At the pond... Canada Goose

Canada GooseWestern Canada Goose, Hillsboro, Oregon on 6 December 2008 by Greg Gillson.

 

Everyone knows the Canada Goose. Everyone except birders, that is. Why do I say this?

Birds of Oregon: a general reference (2003, Marshall, Hunter, and Contreras, editors) lists 8 subspecies of Canada Goose found in Oregon. Some birders attempt to identify these field identifiable subspecies, or races, when they can. Other birders, however, pay no attention to subspecies, as they can't count them as a separate species on their life list. And, well, many birds are just really hard (or impossible) to pin down to a subspecific identification. So why bother?

Well, surprise! The American Ornithologists Union (A.O.U.) recently "split" the Canada Goose into two separate species. The larger birds, some almost the size of swans, are still called Canada Goose, Branta canadensis, while the smaller geese, some the size of city park ducks, are now called Cackling Goose, Branta hutchinsii.

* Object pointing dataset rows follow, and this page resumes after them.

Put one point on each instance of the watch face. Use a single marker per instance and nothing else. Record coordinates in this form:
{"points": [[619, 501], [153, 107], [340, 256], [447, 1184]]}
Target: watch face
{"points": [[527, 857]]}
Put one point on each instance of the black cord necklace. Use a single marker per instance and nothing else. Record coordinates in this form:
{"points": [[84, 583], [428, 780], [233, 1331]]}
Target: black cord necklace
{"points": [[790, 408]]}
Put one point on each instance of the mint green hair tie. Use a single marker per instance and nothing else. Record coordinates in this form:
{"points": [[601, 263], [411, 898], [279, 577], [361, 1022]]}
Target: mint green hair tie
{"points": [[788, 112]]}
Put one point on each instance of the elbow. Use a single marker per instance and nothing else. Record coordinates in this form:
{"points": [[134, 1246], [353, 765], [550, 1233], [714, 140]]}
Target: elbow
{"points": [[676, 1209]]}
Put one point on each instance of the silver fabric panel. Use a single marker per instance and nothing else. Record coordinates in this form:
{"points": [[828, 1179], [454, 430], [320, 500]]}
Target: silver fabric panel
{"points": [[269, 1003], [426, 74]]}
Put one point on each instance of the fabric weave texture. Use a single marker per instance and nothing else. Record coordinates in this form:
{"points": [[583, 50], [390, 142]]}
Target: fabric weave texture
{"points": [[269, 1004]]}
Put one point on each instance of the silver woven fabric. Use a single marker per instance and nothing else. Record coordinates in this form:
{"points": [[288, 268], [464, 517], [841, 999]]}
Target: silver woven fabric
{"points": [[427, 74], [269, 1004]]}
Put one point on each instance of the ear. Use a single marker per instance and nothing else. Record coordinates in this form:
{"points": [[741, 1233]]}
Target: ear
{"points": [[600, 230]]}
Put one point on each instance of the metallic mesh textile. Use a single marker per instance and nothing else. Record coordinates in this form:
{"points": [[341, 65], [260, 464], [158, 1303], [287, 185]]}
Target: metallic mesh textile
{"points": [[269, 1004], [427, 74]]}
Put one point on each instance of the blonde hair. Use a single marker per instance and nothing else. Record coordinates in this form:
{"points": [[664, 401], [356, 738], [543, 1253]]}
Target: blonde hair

While your friend who knows next to nothing about birds confidently identifies the overhead skein of birds as "Canadian" Geese, you're not so sure anymore.

Cackling Geese cackle, of course, while Canada Geese honk. That's just a sweeping generality, as there seem to be several "tweener" populations that are very difficult to tell apart. In general, Cackling Geese have short necks, stubby little bills, and wing tips that extend well past the tail at rest.

The resident Canada Geese, the ones in city parks and wetlands that lead goslings around in April, are the Western Canada Geese. They are very large, have white breasts and long necks and bills. The bird in the photo above is a Western Canada Goose.

In winter, we are visited by the smaller, white-breasted, Lesser Canada Goose from the north. These are more common east of the Cascades than west.

And, in the Willamette Valley of western Oregon winters a dark breasted Dusky Canada Goose. The Vancouver Canada Goose is very similar. Some of these winter along the coast, as far south as the Nestucca National Wildlife Refuge near Pacific City, Oregon.

The Giant Canada Goose is a bird of the Great Plains that has been introduced widely in North America. There is an introduced resident population on the Lower Columbia River near Astoria, Oregon. Many of these released birds bred with the abundant local resident Western Canada Geese so that most birds here and elsewhere in the Pacific NW showing "Giant" field marks (white foreheads and larger than the Western race) are probably not pure.

I'll write again about the Cackling Goose later this winter. The main identification challenge is separating the Lesser Canada Goose from the Taverner's Cackling Goose. A good article on this is John Rakestraw's blog on the Lesser Canada Goose.